The election was historic for several reasons: Harris was the first Black and South Asian woman to run for president on a major party ticket, and Trump was the first convicted felon and the second presidential candidate to win non-consecutive terms.

Brown, who researches gender, race and ethnicity politics in the United States, said the historic nature of the Harris campaign has led to increased interest in her work.
“The elephant in the room, the question I’ve been asked most frequently, is: ‘Is the United States ready for a multiethnic, Black woman president?’ And perhaps the answer is no,” Brown said at the event. “It’s still kind of early to tell, but one thing is sure that we do know, given the trends of the exit poll data, that the core group of people that Kamala Harris needed to win did not show up for her last night.”
However, Brown cautioned against singling out specific demographic groups as the reason Harris lost the election, saying it perpetuates long-standing racist narratives.
“Black Americans are caught between being the saviors or the scapegoats of democracy,” Brown said. “I just want us to check how we are tapping into these long and trying tropes of race, racism, in the United States and question: ‘What utility does that give us?’”
Kazin, who studies U.S. history, placed the election in a global context, pointing to the recent rise of right-wing populism in countries like France, Italy and Sweden.
“In general terms, across the Western post-industrial world, people who talk like Trump, generally about migration, about trade and with authoritarian promises are doing pretty well,” Kazin said at the event. “I think that’s important to understand, because as Americans, we often think what happens here only happened here.”
The 2022 midterm elections, in which Democrats largely exceeded expectations, took place just months after Dobbs v. Jackson Women’s Health Organization, a U.S. Supreme Court ruling that overturned the constitutional right to abortion established by Roe v. Wade in 1973.

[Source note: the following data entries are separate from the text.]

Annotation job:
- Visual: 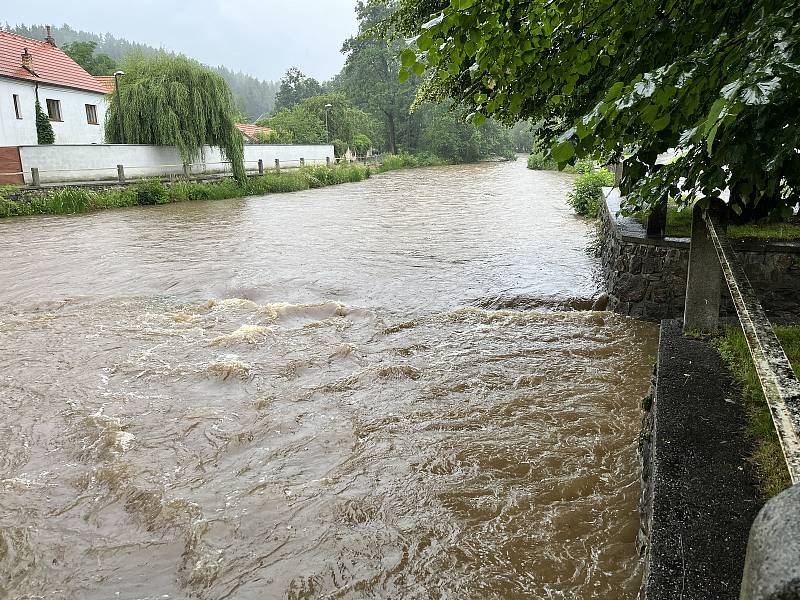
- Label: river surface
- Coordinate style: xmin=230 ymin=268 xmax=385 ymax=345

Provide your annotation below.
xmin=0 ymin=161 xmax=656 ymax=600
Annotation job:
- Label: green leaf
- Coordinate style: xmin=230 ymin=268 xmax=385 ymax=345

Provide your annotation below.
xmin=469 ymin=112 xmax=486 ymax=127
xmin=553 ymin=141 xmax=575 ymax=163
xmin=400 ymin=48 xmax=417 ymax=68
xmin=653 ymin=113 xmax=670 ymax=131
xmin=417 ymin=34 xmax=433 ymax=52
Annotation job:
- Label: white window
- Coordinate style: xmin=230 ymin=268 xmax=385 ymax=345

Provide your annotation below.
xmin=47 ymin=98 xmax=63 ymax=121
xmin=86 ymin=104 xmax=97 ymax=125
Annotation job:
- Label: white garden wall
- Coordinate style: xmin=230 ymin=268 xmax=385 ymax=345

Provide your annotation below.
xmin=19 ymin=144 xmax=334 ymax=183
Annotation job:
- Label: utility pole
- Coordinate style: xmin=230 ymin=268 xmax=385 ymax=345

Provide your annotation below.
xmin=325 ymin=104 xmax=333 ymax=144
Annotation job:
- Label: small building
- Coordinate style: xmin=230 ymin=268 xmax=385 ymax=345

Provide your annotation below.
xmin=0 ymin=27 xmax=106 ymax=147
xmin=236 ymin=123 xmax=272 ymax=144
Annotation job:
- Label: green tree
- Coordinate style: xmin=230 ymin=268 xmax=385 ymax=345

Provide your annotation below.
xmin=63 ymin=42 xmax=117 ymax=75
xmin=259 ymin=93 xmax=380 ymax=151
xmin=35 ymin=98 xmax=56 ymax=144
xmin=391 ymin=0 xmax=800 ymax=217
xmin=333 ymin=1 xmax=419 ymax=154
xmin=105 ymin=54 xmax=245 ymax=181
xmin=275 ymin=67 xmax=322 ymax=112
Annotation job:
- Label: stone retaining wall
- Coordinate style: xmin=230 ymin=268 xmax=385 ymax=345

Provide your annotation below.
xmin=598 ymin=189 xmax=800 ymax=323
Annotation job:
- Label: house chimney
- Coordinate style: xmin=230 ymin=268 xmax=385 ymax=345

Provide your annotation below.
xmin=44 ymin=25 xmax=56 ymax=48
xmin=22 ymin=48 xmax=33 ymax=73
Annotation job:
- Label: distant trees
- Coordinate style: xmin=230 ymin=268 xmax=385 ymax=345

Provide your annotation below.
xmin=105 ymin=54 xmax=245 ymax=181
xmin=275 ymin=67 xmax=322 ymax=112
xmin=258 ymin=93 xmax=381 ymax=156
xmin=62 ymin=42 xmax=117 ymax=75
xmin=396 ymin=0 xmax=800 ymax=219
xmin=3 ymin=23 xmax=278 ymax=119
xmin=333 ymin=2 xmax=417 ymax=154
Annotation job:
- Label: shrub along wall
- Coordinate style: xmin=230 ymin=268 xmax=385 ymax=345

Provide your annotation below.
xmin=598 ymin=190 xmax=800 ymax=323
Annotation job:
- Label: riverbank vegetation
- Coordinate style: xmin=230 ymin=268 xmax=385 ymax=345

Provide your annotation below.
xmin=258 ymin=2 xmax=520 ymax=166
xmin=716 ymin=327 xmax=800 ymax=498
xmin=567 ymin=168 xmax=614 ymax=219
xmin=391 ymin=0 xmax=800 ymax=222
xmin=0 ymin=164 xmax=371 ymax=218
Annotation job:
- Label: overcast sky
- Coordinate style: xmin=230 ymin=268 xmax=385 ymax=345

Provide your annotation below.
xmin=5 ymin=0 xmax=357 ymax=80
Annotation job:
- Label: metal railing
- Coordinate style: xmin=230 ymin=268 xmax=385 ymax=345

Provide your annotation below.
xmin=0 ymin=155 xmax=380 ymax=187
xmin=684 ymin=203 xmax=800 ymax=600
xmin=0 ymin=157 xmax=364 ymax=187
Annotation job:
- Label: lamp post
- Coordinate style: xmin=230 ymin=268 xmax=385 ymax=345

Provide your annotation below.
xmin=114 ymin=71 xmax=125 ymax=144
xmin=325 ymin=104 xmax=333 ymax=144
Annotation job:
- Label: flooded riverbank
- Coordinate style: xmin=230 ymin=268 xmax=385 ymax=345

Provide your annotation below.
xmin=0 ymin=162 xmax=656 ymax=599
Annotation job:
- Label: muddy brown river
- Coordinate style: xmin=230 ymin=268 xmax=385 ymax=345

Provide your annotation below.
xmin=0 ymin=161 xmax=657 ymax=600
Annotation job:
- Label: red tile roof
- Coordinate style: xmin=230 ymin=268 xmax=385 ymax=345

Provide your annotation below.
xmin=0 ymin=31 xmax=106 ymax=94
xmin=94 ymin=75 xmax=116 ymax=94
xmin=236 ymin=123 xmax=272 ymax=141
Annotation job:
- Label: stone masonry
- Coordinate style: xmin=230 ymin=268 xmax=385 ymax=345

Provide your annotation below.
xmin=598 ymin=190 xmax=800 ymax=323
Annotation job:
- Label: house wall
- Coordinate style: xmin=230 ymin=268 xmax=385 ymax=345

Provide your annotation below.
xmin=19 ymin=144 xmax=334 ymax=183
xmin=0 ymin=79 xmax=106 ymax=146
xmin=0 ymin=79 xmax=36 ymax=146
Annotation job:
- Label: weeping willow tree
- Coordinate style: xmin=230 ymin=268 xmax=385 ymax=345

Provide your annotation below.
xmin=105 ymin=54 xmax=245 ymax=182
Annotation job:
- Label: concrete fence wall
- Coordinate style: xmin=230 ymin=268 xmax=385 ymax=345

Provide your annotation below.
xmin=19 ymin=144 xmax=335 ymax=183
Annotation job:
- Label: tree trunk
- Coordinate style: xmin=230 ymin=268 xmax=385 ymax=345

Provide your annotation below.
xmin=386 ymin=114 xmax=397 ymax=154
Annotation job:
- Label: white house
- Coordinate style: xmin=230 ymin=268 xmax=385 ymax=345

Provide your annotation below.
xmin=0 ymin=27 xmax=108 ymax=147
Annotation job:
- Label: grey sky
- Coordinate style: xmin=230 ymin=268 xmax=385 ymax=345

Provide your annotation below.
xmin=2 ymin=0 xmax=357 ymax=80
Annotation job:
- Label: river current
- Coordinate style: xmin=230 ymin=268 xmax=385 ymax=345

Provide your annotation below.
xmin=0 ymin=161 xmax=657 ymax=600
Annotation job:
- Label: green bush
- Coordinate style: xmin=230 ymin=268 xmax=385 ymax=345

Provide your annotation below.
xmin=45 ymin=188 xmax=97 ymax=214
xmin=134 ymin=179 xmax=169 ymax=206
xmin=564 ymin=158 xmax=594 ymax=175
xmin=568 ymin=169 xmax=614 ymax=218
xmin=528 ymin=150 xmax=558 ymax=171
xmin=377 ymin=152 xmax=446 ymax=173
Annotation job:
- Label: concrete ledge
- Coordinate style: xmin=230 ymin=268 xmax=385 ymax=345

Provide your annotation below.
xmin=742 ymin=485 xmax=800 ymax=600
xmin=641 ymin=321 xmax=761 ymax=600
xmin=597 ymin=188 xmax=800 ymax=323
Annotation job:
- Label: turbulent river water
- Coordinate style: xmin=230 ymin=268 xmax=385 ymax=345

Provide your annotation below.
xmin=0 ymin=161 xmax=656 ymax=600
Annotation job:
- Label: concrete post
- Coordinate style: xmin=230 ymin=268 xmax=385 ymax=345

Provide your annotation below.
xmin=614 ymin=159 xmax=624 ymax=188
xmin=683 ymin=203 xmax=722 ymax=333
xmin=741 ymin=485 xmax=800 ymax=600
xmin=647 ymin=200 xmax=667 ymax=238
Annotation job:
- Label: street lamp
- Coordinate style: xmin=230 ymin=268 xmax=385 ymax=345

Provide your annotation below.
xmin=114 ymin=71 xmax=125 ymax=144
xmin=325 ymin=104 xmax=333 ymax=144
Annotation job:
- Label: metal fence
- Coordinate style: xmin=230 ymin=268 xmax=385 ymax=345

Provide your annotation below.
xmin=0 ymin=155 xmax=380 ymax=188
xmin=684 ymin=203 xmax=800 ymax=600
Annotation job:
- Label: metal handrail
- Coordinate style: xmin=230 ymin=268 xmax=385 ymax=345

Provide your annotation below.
xmin=703 ymin=211 xmax=800 ymax=484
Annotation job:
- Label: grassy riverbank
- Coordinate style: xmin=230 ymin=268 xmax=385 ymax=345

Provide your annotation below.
xmin=375 ymin=153 xmax=448 ymax=173
xmin=0 ymin=164 xmax=371 ymax=218
xmin=715 ymin=326 xmax=800 ymax=498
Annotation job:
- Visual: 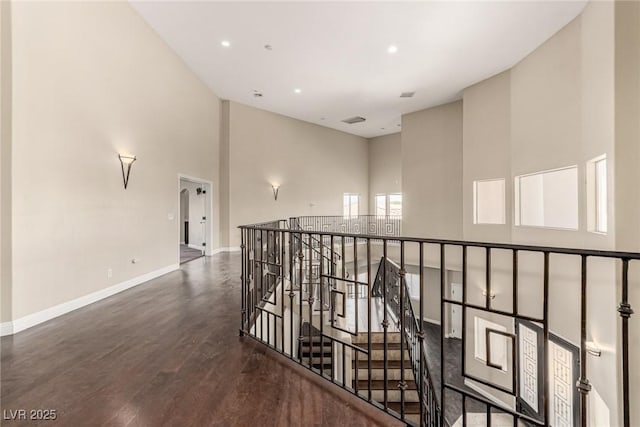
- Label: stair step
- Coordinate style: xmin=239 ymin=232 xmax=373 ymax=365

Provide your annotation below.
xmin=351 ymin=358 xmax=411 ymax=370
xmin=353 ymin=364 xmax=413 ymax=380
xmin=300 ymin=335 xmax=331 ymax=346
xmin=351 ymin=332 xmax=400 ymax=344
xmin=387 ymin=402 xmax=420 ymax=414
xmin=301 ymin=348 xmax=331 ymax=358
xmin=300 ymin=356 xmax=331 ymax=367
xmin=354 ymin=379 xmax=416 ymax=392
xmin=358 ymin=387 xmax=420 ymax=404
xmin=358 ymin=349 xmax=410 ymax=361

Swers, who studies Congress and women in politics, said Democrats may have overestimated the impact that outrage over abortion restrictions would have on voter turnout two years later.

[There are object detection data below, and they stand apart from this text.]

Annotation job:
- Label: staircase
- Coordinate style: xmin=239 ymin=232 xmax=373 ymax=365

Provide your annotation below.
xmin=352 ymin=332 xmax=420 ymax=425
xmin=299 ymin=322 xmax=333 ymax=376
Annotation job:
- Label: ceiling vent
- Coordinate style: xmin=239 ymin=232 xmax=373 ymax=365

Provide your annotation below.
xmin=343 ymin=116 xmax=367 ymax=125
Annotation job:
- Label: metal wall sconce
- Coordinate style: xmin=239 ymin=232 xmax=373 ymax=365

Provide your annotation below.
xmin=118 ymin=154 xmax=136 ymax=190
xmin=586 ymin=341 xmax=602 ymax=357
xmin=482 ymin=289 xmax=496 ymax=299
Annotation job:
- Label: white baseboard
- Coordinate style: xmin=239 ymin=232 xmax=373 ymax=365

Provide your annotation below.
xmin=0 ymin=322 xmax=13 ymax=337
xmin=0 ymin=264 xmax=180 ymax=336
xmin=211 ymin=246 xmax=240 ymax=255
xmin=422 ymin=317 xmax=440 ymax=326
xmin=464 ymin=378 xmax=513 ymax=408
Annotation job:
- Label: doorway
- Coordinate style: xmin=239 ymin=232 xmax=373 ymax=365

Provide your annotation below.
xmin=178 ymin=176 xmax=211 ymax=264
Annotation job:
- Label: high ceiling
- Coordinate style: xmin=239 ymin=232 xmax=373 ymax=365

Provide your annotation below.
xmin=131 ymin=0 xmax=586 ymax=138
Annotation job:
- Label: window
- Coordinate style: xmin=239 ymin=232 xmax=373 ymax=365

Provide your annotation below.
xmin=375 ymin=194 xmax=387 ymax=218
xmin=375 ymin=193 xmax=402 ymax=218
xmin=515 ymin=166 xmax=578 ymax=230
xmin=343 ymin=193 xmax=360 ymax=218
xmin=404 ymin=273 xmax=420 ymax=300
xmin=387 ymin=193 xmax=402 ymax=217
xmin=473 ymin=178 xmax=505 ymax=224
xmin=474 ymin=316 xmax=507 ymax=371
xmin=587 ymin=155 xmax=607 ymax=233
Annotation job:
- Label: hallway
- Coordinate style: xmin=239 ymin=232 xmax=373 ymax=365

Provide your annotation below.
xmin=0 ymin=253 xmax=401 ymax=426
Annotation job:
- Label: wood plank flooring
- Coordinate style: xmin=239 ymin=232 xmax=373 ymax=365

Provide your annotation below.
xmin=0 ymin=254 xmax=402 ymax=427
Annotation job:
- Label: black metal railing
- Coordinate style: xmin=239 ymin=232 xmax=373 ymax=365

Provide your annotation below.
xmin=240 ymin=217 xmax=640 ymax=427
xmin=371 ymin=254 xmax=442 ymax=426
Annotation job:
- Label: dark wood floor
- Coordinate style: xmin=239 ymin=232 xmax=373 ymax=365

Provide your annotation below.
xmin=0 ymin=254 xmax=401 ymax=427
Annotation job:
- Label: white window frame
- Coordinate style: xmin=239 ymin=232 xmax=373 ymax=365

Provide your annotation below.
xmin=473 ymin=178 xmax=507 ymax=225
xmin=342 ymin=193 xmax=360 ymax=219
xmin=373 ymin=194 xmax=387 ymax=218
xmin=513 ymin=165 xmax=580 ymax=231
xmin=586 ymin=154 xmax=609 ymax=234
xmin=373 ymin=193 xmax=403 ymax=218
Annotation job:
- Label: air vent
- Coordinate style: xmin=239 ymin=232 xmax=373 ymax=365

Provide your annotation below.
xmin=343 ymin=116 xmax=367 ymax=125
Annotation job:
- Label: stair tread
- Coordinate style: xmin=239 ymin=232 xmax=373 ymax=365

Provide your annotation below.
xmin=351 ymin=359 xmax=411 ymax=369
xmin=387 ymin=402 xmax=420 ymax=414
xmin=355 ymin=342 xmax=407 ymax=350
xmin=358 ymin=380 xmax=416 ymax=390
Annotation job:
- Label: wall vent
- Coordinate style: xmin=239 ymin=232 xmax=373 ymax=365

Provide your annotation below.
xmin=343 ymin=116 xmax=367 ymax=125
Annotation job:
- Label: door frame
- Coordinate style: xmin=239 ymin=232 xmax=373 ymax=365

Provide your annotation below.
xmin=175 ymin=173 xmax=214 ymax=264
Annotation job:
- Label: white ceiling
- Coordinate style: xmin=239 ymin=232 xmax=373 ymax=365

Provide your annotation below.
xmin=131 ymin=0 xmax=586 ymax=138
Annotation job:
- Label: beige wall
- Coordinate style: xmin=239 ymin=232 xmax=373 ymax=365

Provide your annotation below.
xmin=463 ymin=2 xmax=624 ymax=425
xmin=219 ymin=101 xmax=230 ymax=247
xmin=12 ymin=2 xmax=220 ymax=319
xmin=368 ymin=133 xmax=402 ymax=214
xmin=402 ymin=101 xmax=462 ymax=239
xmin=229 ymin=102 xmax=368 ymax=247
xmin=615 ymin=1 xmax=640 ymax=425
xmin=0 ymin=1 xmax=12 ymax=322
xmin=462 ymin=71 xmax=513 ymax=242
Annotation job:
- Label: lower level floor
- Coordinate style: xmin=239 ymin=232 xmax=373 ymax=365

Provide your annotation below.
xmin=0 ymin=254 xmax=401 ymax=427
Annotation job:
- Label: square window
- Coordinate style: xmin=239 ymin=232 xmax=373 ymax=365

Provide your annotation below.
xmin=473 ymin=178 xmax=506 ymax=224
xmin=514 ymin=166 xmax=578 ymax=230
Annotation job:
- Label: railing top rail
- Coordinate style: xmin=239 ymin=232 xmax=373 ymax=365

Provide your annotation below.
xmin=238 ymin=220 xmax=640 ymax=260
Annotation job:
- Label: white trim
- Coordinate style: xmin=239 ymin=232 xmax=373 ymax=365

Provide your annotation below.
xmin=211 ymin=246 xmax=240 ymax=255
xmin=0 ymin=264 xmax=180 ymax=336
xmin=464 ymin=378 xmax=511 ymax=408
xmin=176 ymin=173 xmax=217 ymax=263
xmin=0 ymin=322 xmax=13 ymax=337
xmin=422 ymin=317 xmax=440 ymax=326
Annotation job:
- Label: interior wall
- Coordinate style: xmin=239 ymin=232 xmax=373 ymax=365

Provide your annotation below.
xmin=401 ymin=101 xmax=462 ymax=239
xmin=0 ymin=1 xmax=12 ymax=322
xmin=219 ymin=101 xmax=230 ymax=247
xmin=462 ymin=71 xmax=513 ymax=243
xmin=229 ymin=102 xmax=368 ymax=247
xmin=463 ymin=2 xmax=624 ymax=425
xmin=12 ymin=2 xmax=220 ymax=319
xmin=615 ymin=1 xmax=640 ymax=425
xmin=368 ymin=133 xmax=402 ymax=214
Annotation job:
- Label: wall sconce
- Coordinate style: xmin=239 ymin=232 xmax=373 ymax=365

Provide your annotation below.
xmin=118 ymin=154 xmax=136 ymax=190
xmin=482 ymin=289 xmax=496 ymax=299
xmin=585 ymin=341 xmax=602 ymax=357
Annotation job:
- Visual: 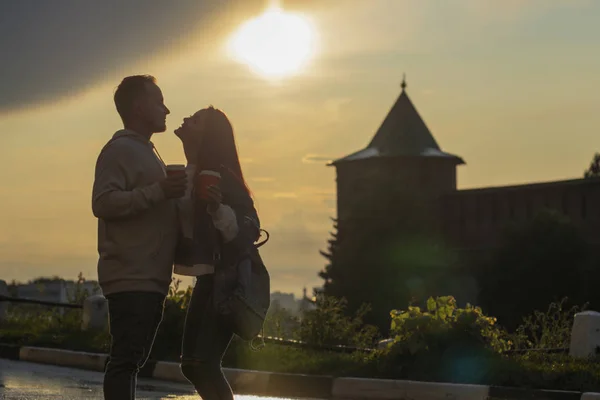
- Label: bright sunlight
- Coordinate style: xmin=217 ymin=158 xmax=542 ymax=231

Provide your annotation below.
xmin=229 ymin=7 xmax=315 ymax=78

“One of the things that we look at is, well, how much do different issues play with voters? And clearly the economy was at the top,” Swers said at the event. “Abortion was more important to voters than it has been, if you look before Dobbs, right? But probably the peak of the importance of abortion to voters was the 2022 election.”
This election cycle, voters in Arizona, Missouri, Montana and Nevada approved ballot measures protecting access to abortion and also elected Trump. As of Nov. 7, Arizona and Nevada also enshrined abortion access into their state constitutions, though the presidential election has not been called for these states.
Swers said a hurdle for Democrats may have been voters’ willingness to make a distinction between their support for abortion and their support for a candidate as a whole.
“What we also see is that people were happy to also vote in favor of an abortion ballot initiative and still support a Republican candidate, because they separate out ‘this is the way I feel on abortion’ and ‘this is the most important issue to determine my vote for the presidential candidate,’” Swers said.
Ladd, who specializes in public opinion and the media, said pollsters had accurately captured the race’s closeness throughout the election cycle, improving on predictions from 2016 and 2020. According to Ladd, this was accomplished in part by relying more on weighting, a type of data adjustment that ensures a poll’s sample size resembles the actual electorate.
“They did do a very aggressive weighting, weighting up attributes of people that are more supportive of Trump. You know, rural voters, people without a B.A., all these sorts of things, ” Ladd said at the event. “There was a big debate before the election, was this aggressive weighting correct? And it turns out it was.”
Ladd also agreed with Brown that the election results couldn’t be chalked up to shifts in any one demographic, citing a Washington Post analysis that examined the partisan shift toward Trump in nearly all of the nation’s 3,000-plus counties.
“What we saw is a pretty uniform movement,” Ladd said. “It’s about the same figure everywhere: They cut up by urban areas, rural areas, suburban areas, by state and you just find, compared to 2020, a movement of two, two and a half, three points.”
Kazin said he believes Trump is the most significant political figure of the 21st century, and his continued influence is something people in the U.S. must grapple with.
“In the end, enough people decided that ‘all I care about is what I think he might be able to do. I don’t really care about anything else about him, and he’s kind of entertaining,’” Kazin said. “And that clearly shows, I think, a change in our political culture.”